東近江市長 小椋 正清
4月です。長かった冬も終わり、ようやく春がやってきました。学校や会社では新入生や新入社員を迎え、新鮮な気分で勉強や仕事に取り組む季節です。
さて、今年度は国をあげて地方創生が叫ばれる年になりそうです。地方創生のあるべき姿は、他から優れたものを持ってきたり、活性化につながるイベントなどを催し、賑わいを呼び起こすやり方もあるでしょうが、まずは、自分たちの足元にある様々な地域資源に目を向け、これに磨きをかけ、進化させていくことではないかと考えます。
東近江市には数多くの歴史・文化資源が散らばっており、この資源に十分な磨きをかけていくことが必要です。
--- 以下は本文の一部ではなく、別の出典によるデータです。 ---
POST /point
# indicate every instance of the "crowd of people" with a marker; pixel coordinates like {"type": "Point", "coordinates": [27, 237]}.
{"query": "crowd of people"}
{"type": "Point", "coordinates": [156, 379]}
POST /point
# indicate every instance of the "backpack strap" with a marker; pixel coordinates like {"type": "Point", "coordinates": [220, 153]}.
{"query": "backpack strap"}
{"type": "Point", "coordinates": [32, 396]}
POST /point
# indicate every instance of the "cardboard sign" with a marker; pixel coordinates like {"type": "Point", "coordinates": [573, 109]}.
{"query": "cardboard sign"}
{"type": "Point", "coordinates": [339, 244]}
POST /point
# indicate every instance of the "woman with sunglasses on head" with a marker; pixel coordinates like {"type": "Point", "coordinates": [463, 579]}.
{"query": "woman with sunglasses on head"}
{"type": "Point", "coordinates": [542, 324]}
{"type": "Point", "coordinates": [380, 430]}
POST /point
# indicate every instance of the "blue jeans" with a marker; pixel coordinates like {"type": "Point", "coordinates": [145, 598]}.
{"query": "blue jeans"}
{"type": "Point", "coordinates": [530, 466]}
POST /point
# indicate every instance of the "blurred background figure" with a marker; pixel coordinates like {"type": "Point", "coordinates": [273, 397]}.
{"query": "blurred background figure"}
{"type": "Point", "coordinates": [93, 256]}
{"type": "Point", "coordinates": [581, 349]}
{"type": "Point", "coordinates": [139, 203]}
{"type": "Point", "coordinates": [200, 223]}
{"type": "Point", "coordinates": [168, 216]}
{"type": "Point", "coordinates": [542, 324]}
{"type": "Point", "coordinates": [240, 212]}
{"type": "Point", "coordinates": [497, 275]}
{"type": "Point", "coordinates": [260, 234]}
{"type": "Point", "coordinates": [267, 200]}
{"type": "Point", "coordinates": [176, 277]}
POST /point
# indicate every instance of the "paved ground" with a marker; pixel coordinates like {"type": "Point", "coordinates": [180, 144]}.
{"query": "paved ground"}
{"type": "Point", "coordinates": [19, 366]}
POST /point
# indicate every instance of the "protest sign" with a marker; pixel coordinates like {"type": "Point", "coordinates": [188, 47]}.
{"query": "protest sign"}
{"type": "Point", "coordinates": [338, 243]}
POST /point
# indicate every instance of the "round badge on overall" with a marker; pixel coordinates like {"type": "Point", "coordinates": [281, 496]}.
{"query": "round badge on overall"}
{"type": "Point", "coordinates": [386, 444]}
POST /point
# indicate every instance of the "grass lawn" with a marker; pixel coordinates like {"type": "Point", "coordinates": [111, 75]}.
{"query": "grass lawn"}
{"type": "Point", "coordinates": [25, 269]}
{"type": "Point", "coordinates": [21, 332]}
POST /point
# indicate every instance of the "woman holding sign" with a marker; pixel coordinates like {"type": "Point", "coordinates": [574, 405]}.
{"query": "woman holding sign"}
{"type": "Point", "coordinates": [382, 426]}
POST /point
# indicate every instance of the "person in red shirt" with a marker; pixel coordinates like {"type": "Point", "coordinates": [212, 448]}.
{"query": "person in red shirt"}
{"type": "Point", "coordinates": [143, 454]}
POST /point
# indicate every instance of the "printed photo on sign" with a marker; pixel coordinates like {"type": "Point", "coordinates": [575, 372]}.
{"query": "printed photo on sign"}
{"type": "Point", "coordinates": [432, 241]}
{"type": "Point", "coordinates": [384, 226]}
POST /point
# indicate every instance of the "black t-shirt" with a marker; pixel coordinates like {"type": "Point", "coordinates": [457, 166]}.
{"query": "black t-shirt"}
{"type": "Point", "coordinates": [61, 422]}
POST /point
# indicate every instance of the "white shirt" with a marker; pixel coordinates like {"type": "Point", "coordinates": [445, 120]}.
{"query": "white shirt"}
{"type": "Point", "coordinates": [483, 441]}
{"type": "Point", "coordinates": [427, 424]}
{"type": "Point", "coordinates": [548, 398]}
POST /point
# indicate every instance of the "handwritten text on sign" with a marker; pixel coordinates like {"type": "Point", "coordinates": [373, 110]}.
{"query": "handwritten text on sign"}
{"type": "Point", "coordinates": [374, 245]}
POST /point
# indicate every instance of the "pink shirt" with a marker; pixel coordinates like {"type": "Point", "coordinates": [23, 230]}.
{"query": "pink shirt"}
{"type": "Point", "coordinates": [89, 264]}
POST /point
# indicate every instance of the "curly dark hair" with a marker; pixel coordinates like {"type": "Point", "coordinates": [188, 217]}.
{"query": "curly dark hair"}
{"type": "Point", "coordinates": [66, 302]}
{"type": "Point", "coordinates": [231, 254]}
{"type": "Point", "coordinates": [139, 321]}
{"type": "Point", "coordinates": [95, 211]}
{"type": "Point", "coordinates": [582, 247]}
また、市域には実に多様性のある自然が広がっており、この美しい自然が人々をひきつける観光資源になると思うのです。特に、合併後388平方キロメートルと広大な市域になり、その面積の56パーセントを占める森林は、琵琶湖にそそぐ河川の水源としての価値、バイオ燃料などエネルギーとしての資源や建築資材としての木材の価値、また、山そのものが観光資源としての価値を有していることをフルに活用していく必要があると考えます。
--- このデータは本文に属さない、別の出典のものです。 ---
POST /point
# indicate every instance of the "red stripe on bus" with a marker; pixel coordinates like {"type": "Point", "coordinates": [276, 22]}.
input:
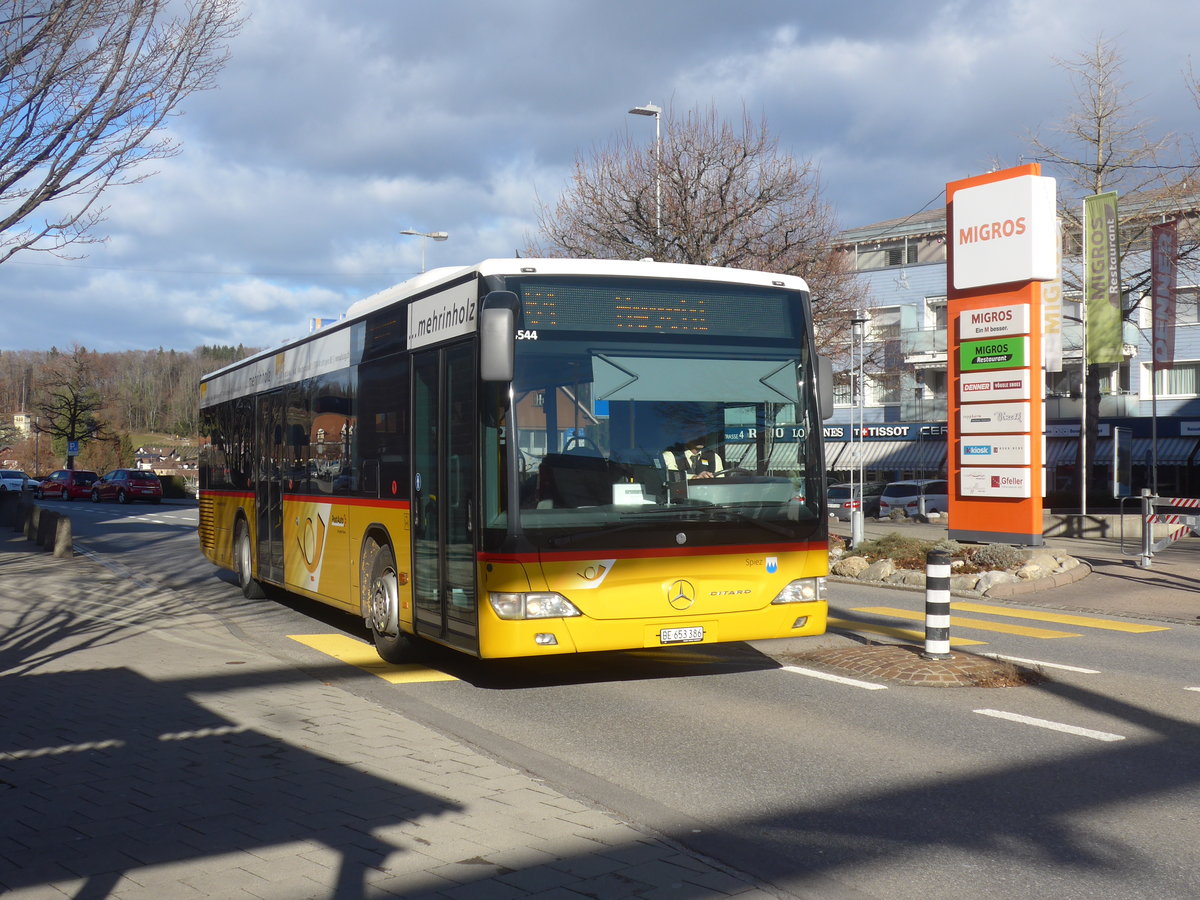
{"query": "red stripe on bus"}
{"type": "Point", "coordinates": [379, 503]}
{"type": "Point", "coordinates": [653, 553]}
一方、伊庭内湖は琵琶湖に生息するモロコの天然ふ化が見られる貴重な水域であり、この水産資源としての価値をさらに高めていくこと、そして東近江市の方ならば誰しもが望んでいるアユの復活です。特に、愛知川のアユはその美味からブランド価値が高く、県内外からその復活が望まれているのです。
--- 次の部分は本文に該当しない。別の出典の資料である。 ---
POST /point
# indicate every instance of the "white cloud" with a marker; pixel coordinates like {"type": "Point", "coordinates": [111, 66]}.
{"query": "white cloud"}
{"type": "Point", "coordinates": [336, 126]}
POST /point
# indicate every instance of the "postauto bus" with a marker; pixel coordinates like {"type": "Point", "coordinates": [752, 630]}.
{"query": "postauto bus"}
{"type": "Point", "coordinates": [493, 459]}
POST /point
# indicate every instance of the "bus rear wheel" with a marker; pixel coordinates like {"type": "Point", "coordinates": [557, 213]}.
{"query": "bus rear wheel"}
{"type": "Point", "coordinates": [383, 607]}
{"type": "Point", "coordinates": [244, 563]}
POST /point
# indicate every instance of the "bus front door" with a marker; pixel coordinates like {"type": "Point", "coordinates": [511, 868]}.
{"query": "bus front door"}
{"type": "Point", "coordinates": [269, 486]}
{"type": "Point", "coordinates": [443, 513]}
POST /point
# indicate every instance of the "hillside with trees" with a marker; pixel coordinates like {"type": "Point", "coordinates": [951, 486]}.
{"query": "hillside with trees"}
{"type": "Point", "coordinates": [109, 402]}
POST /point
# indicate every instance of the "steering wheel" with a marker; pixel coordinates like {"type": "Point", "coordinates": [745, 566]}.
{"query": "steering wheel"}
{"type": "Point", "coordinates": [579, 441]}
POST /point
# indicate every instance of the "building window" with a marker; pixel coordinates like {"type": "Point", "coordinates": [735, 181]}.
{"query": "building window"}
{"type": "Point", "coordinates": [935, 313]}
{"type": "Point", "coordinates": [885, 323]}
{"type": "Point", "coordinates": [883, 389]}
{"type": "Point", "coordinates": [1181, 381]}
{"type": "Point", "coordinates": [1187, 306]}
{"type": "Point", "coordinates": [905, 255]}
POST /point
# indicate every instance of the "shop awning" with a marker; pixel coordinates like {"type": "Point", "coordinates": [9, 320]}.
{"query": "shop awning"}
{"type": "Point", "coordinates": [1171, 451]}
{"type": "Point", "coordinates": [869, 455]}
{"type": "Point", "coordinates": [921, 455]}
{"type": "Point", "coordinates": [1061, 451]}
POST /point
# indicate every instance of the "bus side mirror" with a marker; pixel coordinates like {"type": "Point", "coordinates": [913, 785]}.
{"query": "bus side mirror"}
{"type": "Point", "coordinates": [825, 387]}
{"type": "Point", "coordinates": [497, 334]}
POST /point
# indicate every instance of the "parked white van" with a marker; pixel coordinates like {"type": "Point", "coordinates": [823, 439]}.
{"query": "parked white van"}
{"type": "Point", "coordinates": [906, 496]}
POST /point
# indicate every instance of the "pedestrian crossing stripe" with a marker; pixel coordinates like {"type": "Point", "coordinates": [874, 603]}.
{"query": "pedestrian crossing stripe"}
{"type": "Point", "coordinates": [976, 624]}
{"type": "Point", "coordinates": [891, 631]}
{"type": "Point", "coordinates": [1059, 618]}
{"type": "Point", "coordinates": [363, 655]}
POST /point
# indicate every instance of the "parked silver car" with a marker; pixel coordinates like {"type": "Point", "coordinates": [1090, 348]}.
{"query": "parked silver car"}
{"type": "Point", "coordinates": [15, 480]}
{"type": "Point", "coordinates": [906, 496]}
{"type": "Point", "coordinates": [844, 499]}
鈴鹿と琵琶湖をつなぐ愛知川が、東近江市という一つの自治体で完結しているというまさにこのことを合併のスケールメリットとして生かしいくことが必要です。
このような思いを込めて、このたび「森と水政策課」という所属を創設しました。
地域間競争が余儀なくされる地方創生の推進過程において、東近江市の優位性を自覚しつつ県、国とのタイアップにより是非とも推進したい政策です。結果の出にくい分野ではありますが新たな創生に向け、この春のまずは第一歩という感覚で進めたいと思います。